Her husband, John Greenwood, considered VanDeWoestyne “one of my best friends.” Greenwood commented about VanDeWoestyne’s quick wit and said, “John had an extremely quick wit and was always ready to throw out a quip which would usually cause everyone to double over in laughter.”
Stan Weimer, well-known for his many appearances with the Richmond Hill Players, and his wife, Donna, also were close friends of VanDeWoestyne.
It was 1987 when the two men first met and at the time VanDeWoestyne was directing “Twelve Angry Men” for the Richmond Hill Players.
“He contacted me and asked if I would read for a part in the play,” Weimer said. “I knew who John was, but had never met him,” Weimer said. “He brought the script of ‘Twelve Angry Men’ to our house and had me read for it and then told me if I had a part he would contact me. He called me later and told me he wanted me to be the foreman of the jury in the play.”
Weimer learned that John was looking for men to fill parts in “Twelve Angry Men,”
and someone who had seen Weimer perform in high school plays suggested he contact Weimer to audition for a part.

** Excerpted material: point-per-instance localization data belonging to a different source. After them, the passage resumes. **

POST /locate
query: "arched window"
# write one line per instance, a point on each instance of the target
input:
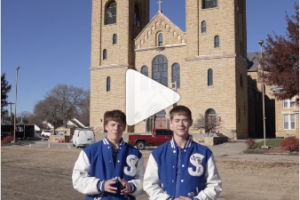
(136, 16)
(176, 74)
(144, 83)
(160, 70)
(209, 4)
(145, 70)
(111, 13)
(210, 77)
(104, 54)
(241, 81)
(160, 40)
(115, 39)
(203, 27)
(217, 42)
(211, 121)
(108, 84)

That was the beginning of a lasting friendship and a bond between the two men as they both loved the theater and the Richmond Hill Players.

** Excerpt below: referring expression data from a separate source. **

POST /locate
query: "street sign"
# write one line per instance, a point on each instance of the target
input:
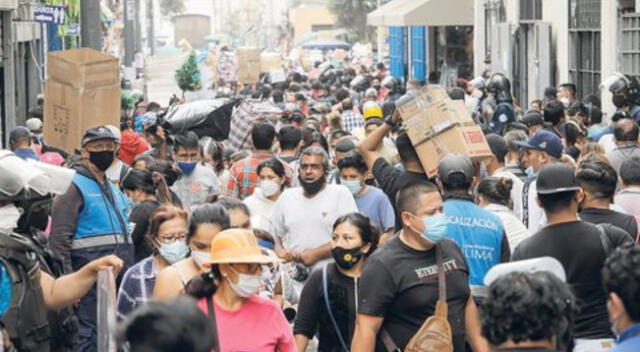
(49, 14)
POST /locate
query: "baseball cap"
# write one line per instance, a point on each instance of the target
(452, 164)
(544, 141)
(556, 178)
(97, 133)
(549, 264)
(34, 124)
(19, 133)
(533, 118)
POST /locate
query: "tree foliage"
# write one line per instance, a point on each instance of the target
(352, 15)
(188, 75)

“John was the ultimate director,” Weimer said. “He was so organized. He would use chess pieces to layout the blocking for a performance before we met to rehearse. He would make changes if necessary as he knew the importance of not having one actor block another so the audience could see who was speaking.”
Their friendship was not limited to the stage and Richmond Hill as two men were in the same card group with other men in the area.
“We also both have November birthdays and Donna and I would celebrate with John and Judy every year,” Weimer said. “We also went to lots of plays together and to many Chicago Cubs baseball games.”
Weimer recalled a time when he and VanDeWoestyne made a trip to Eureka to a school where they were putting in new seats and giving away the old seats…”When we saw how nice the seats were they were putting in, we decided we would try to raise money for new seats at The Barn and that fundraising was a success.”
“John will be very much missed, he was a great actor and it was great to be in plays with him,” Weimer said. “Some people can act and others can sing, but it is rare for one person; to be able to do both and John could do both very well.”